Geologist Mike Kaplan Wins 2026 Guggenheim Fellowship

Guggenheim fellowship – Misryoum reports how geologist Mike Kaplan will use glacier history to understand climate variability before modern warming.
A major fellowship is shining a spotlight on the science of ice and climate: geologist Mike Kaplan has been named a 2026 Guggenheim Fellow.
Kaplan. a research professor at Lamont-Doherty Earth Observatory within the Columbia Climate School. received the honor after learning of the selection while heading to the dentist.. For Misryoum readers. the recognition matters because it elevates a research agenda focused on how glaciers responded to natural swings in climate long before human influence dominated the record.
His fellowship project. tied to the Kayden Guggenheim Fellowship in Climate Studies. looks at the period just before the intense warming that accelerated in the 20th and into the 21st century across South America and the Southern Hemisphere.. The goal is to reconstruct how glaciers and climate shifted over the last few thousand years using evidence preserved in the geologic archive. and then compare patterns across regions such as South America. the Alps. and the Western United States.

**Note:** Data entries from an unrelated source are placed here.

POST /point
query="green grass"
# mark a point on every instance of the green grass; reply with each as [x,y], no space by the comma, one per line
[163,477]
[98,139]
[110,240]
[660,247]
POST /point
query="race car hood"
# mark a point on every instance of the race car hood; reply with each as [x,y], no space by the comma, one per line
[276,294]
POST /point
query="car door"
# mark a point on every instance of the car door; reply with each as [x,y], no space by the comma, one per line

In this context, the big idea is not just to chart warming, but to understand the baseline rhythms of Earth’s climate system. That baseline can help scientists interpret what counts as unusual and what may fall within natural variability.
Kaplan’s research is grounded in the way glaciers act as living record-keepers.. In Misryoum’s account, his work focuses especially on small mountain glaciers that are sensitive to atmospheric changes.. Because those glaciers respond relatively quickly. they can reveal signals about past climate conditions. leaving behind traces in the landscape that can be studied later.

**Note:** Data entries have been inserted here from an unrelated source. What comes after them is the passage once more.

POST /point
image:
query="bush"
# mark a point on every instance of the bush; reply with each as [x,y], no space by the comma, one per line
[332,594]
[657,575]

The path to this research started early.. Kaplan developed an interest in glaciers as an undergraduate at SUNY Buffalo. where geology courses and the study of geomorphology helped him connect physical processes to how landscapes evolve.. Later. research in Greenland on ice cores showed him how scientists reconstruct past climate change. while subsequent graduate training expanded his tools to include measuring the ages of rocks. sediments. and fossils.
Since joining Lamont in 2006. he has continued building on those questions. including what he calls the discovery that glacier behavior was not the same everywhere.. Two decades into that work. he emphasizes persistence as a key driver of progress in a field where experiments. datasets. and interpretations can take time to come together.
For Misryoum. the Guggenheim fellowship is best understood as a vote of confidence in a long-term effort to interpret Earth’s history from ice and terrain.. That kind of perspective is especially valuable as researchers try to clarify how today’s changes relate to both natural variability and the warming trend now reshaping global climate systems.
At the heart of Kaplan’s story is the belief that careful, sustained effort can unlock new insights from the geologic record. With the fellowship now in hand, his next chapter is likely to sharpen how scientists read glacier evidence from the critical centuries leading up to the modern warming era.